Le 17ème et surtout le 18ème siècle vont lui donner une illusion, confortée par Rivarol dans son "Discours sur l'universalité de la langue française" (1784).

Le couple Europe - langue française a une liaison passionnée, large en étendue, mais étroite, réduite à une élite, en fait l'aristocratie. Frédéric II écrit ses ouvrages en français et ne manque pas une occasion de manifester son dédain pour la littérature germanique. Leibnitz s'élève contre cette vue et encourage ses compatriotes à éviter tout complexe d'infériorité.

Mais quelle descendance : la déclaration des droits de l'homme, des individus, la liberté de pensée, l'Etat laïque. La langue française a donc joué un rôle particulier dans la civilisation européenne.

Le 19ème siècle crée la francophonie : la colonisation étend l'usage du français vers une partie de l'Afrique, du Sud-Est asiatique, de la Polynésie, des Antilles et il se maintient en Amérique.

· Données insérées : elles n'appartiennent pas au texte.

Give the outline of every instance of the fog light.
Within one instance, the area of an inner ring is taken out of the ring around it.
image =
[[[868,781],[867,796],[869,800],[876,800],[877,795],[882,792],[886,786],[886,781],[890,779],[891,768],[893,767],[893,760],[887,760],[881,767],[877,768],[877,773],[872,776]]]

La francophonie d'aujourd'hui est bipolaire: France et francophones de Belgique, de Suisse, du Canada, soit au total 72,5 millions de locuteurs français (moins que d'allemands) et une seconde partie essaimée dans le monde, principalement en Afrique, en fait dans des pays en développement. Nombre de locuteurs vrais de cette seconde partie: pratiquement le même.

La francophonie c'est donc 150 millions d'individus dans le monde et non 400 millions, comme disait Maurice Druon en donnant la somme des habitants des pays dont la langue officielle est le français. Dans ces pays, tous les habitants ne parlent pas et ne comprennent pas le français.

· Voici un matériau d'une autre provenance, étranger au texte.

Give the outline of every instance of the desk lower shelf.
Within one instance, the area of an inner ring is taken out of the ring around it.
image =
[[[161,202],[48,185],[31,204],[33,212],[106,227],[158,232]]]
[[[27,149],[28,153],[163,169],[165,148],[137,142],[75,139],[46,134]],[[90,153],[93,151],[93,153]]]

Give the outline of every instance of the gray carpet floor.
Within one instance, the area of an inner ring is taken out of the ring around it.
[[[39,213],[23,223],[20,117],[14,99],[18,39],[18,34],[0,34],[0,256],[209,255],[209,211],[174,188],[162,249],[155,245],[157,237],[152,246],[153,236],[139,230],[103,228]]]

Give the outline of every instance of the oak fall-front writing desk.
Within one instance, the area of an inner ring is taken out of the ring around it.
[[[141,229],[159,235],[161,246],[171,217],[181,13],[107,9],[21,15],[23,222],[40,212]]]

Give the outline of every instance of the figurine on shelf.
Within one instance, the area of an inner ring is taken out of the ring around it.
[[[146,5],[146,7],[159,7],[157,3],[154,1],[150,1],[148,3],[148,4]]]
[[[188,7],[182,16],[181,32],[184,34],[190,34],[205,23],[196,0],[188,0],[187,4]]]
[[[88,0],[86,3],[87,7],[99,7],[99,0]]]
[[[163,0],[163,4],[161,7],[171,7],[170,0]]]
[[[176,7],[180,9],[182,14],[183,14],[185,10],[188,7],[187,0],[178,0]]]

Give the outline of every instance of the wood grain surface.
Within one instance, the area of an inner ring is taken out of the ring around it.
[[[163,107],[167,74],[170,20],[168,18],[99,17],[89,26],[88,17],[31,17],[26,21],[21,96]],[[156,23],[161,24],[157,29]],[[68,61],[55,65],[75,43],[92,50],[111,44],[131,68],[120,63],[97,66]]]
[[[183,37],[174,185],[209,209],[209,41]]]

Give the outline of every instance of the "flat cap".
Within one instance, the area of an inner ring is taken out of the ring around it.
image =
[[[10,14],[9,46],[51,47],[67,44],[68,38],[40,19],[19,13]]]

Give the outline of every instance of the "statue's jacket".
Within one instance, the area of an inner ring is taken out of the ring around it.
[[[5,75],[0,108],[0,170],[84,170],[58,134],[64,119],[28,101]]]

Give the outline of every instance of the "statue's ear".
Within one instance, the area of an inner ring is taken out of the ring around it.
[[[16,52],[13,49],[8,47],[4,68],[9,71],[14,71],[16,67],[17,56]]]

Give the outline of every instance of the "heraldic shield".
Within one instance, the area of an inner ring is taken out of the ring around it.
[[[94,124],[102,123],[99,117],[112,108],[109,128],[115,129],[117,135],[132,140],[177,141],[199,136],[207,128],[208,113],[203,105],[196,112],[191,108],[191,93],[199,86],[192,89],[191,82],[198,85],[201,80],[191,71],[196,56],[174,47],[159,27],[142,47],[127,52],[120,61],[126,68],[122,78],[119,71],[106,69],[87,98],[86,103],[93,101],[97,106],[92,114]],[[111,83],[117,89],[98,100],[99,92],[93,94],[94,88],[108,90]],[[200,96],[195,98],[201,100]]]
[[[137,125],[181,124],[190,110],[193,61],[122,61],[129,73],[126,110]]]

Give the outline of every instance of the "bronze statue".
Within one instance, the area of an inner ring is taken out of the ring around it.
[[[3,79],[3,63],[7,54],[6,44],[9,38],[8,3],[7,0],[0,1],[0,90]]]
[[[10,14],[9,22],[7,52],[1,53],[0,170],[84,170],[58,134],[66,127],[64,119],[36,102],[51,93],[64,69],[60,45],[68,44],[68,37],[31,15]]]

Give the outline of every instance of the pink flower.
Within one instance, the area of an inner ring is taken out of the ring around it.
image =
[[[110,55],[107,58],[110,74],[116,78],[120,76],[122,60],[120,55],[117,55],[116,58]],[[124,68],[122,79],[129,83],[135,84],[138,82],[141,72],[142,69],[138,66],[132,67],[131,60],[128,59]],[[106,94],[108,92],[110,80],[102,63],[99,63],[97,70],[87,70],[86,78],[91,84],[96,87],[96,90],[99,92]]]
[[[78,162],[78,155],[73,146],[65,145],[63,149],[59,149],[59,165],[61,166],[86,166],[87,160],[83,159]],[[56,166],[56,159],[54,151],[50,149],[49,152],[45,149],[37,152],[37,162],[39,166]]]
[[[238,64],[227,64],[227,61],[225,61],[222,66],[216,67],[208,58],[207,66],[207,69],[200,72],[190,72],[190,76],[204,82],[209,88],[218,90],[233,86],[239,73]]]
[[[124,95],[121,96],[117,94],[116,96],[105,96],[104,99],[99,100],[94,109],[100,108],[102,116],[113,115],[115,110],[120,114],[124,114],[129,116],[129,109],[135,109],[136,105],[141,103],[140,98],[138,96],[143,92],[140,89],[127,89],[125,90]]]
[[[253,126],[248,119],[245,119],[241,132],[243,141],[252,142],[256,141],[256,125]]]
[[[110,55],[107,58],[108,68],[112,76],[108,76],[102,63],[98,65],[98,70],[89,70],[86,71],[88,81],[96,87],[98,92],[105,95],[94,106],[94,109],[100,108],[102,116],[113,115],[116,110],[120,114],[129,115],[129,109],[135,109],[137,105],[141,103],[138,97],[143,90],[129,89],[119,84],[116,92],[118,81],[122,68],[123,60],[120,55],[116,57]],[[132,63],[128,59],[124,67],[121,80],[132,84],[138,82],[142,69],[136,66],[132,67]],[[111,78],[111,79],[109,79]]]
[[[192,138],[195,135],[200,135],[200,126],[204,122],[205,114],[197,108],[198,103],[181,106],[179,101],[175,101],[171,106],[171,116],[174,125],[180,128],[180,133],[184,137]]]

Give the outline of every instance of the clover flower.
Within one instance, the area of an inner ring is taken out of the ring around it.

Dans le monde, la langue française est en déclin comme les autres langues, y compris l'allemand devant l'extension de l'anglais. Cette prédominance de l'anglais dans le sillage du monde américain est-elle un bien ou un mal? Inutile de juger; contentons-nous de constater.

Mais il ne faut pas constater le déclin de la langue française comme on contemplerait Venise s'enlisant dans la lagune. Il faut reprendre la devise d'Orange-Nassau "Je maintiendrai". Nous le devons, c'est notre devoir.

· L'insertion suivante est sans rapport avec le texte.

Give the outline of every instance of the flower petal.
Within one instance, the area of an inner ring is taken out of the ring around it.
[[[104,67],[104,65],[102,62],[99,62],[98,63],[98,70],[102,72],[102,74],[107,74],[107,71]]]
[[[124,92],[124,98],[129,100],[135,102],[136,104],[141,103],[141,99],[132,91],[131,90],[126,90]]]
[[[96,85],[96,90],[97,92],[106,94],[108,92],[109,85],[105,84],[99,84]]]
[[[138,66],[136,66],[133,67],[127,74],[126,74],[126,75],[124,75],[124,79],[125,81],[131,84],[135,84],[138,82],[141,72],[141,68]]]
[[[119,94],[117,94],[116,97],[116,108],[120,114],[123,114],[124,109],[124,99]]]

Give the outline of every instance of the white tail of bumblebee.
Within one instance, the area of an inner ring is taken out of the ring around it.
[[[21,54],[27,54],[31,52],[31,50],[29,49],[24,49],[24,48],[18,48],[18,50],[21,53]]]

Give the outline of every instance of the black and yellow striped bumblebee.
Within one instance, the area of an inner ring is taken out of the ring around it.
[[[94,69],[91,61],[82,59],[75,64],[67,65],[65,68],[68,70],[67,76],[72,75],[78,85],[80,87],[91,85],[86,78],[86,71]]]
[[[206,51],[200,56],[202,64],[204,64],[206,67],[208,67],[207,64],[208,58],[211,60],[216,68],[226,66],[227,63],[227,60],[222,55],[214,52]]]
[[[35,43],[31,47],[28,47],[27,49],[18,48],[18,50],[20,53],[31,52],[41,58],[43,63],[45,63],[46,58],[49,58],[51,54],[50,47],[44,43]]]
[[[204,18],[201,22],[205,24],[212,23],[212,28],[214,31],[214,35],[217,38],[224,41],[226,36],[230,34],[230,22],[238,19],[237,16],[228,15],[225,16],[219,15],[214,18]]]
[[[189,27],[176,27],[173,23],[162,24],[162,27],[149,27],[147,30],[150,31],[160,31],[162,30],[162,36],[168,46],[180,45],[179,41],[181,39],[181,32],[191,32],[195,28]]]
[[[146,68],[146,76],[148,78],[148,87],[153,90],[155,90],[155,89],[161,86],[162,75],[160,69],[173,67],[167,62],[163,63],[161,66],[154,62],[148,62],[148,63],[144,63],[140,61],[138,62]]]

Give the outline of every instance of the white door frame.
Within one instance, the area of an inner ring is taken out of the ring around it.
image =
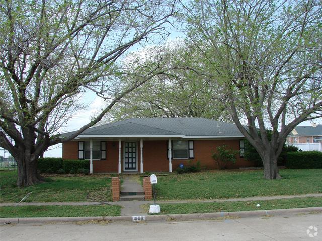
[[[126,170],[125,169],[125,143],[126,142],[135,142],[135,170],[134,169],[131,169],[131,170]],[[127,141],[123,141],[123,172],[137,172],[138,171],[138,167],[137,167],[137,164],[138,164],[138,157],[137,156],[137,154],[138,154],[138,148],[137,148],[137,140],[134,140],[134,141],[130,141],[130,140],[127,140]]]

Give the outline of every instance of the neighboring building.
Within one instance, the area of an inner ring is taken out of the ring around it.
[[[318,143],[322,141],[322,125],[313,123],[312,126],[297,126],[287,137],[291,144]]]
[[[212,155],[217,147],[226,144],[241,154],[229,168],[252,166],[242,157],[244,138],[235,125],[212,119],[132,118],[84,131],[63,144],[62,158],[90,160],[91,172],[171,172],[189,161],[216,169]]]

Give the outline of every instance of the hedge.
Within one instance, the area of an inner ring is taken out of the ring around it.
[[[62,162],[62,169],[66,173],[70,173],[72,170],[74,171],[79,169],[90,170],[90,160],[64,160]]]
[[[42,173],[86,173],[90,170],[88,160],[63,160],[60,157],[38,159],[37,168]]]
[[[62,158],[60,157],[43,157],[38,158],[37,168],[41,173],[57,173],[62,167]]]
[[[322,152],[290,152],[286,154],[287,168],[309,169],[322,168]]]

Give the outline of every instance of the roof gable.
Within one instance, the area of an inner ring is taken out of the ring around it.
[[[73,132],[62,134],[68,136]],[[183,137],[242,137],[234,124],[218,122],[204,118],[142,118],[120,120],[92,127],[79,136],[95,137],[99,135],[156,135],[169,136],[180,135]]]

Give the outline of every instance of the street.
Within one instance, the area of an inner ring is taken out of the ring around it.
[[[322,240],[321,223],[322,214],[319,213],[185,222],[115,222],[105,225],[18,224],[1,226],[0,239]],[[309,229],[310,227],[311,229]],[[314,230],[314,227],[317,228],[317,231],[316,228]],[[312,237],[309,236],[310,234]]]

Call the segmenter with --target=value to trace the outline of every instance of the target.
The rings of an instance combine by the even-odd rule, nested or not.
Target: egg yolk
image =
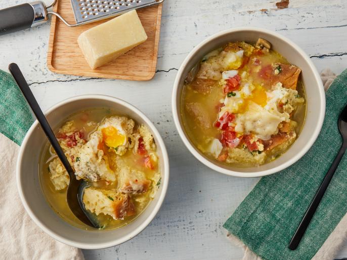
[[[109,147],[115,148],[123,145],[126,137],[119,133],[116,128],[108,126],[101,129],[105,143]]]
[[[252,96],[248,99],[252,101],[262,107],[265,107],[267,104],[267,96],[265,90],[260,86],[257,86],[252,92]]]

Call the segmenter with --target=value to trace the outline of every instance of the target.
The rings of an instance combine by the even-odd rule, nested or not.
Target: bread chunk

L'enseignement de la langue française

Ma participation à la Commission "Multilinguisme" du Conseil de la langue française, m'a appris et permis de découvrir ou d'approfondir beaucoup de choses sur ce sujet notamment la question de l'enseignement de la langue française à Bruxelles qui est devenue une ville particulière, avec une proportion élevée d'émigrés (plus de 25%), dont la langue maternelle n'est ni le français, ni le néerlandais.

Or, l'enseignement à Bruxelles est bilingue: français et néerlandais, avec apprentissage obligatoire de l'autre langue dès le début des études primaires. Quelle est l'importance? C'est que les enfants d'émigrés ont un enseignement dans la langue qu'ils choisissent elle est de toute façon différente de leur langue maternelle.

L'enfant bruxellois d'origine devient bilingue, tandis que l'enfant émigré doit devenir trilingue. Tant mieux pour lui. La difficulté c'est que l'enseignement d'une langue seconde est méthodologiquement différent de celui de la langue première, autre mot désignant la langue maternelle.

L'enfant émigré est donc dans une situation plus difficile avec une complication supplémentaire s'il est d'origine islamique: la non concordance des valeurs fondamentales de culture.

Il faut souligner le caractère utopiste et hypocrite du discours qui promet, dans une perspective économiste, le multilinguisme tout de suite et pour tout le monde, sans prendre en compte la réalité des différences entre individus. C'est un domaine où il n'existe pas de vérité unique. Quoiqu'il en soit, la maîtrise réelle de la langue maternelle est la base du multilinguisme.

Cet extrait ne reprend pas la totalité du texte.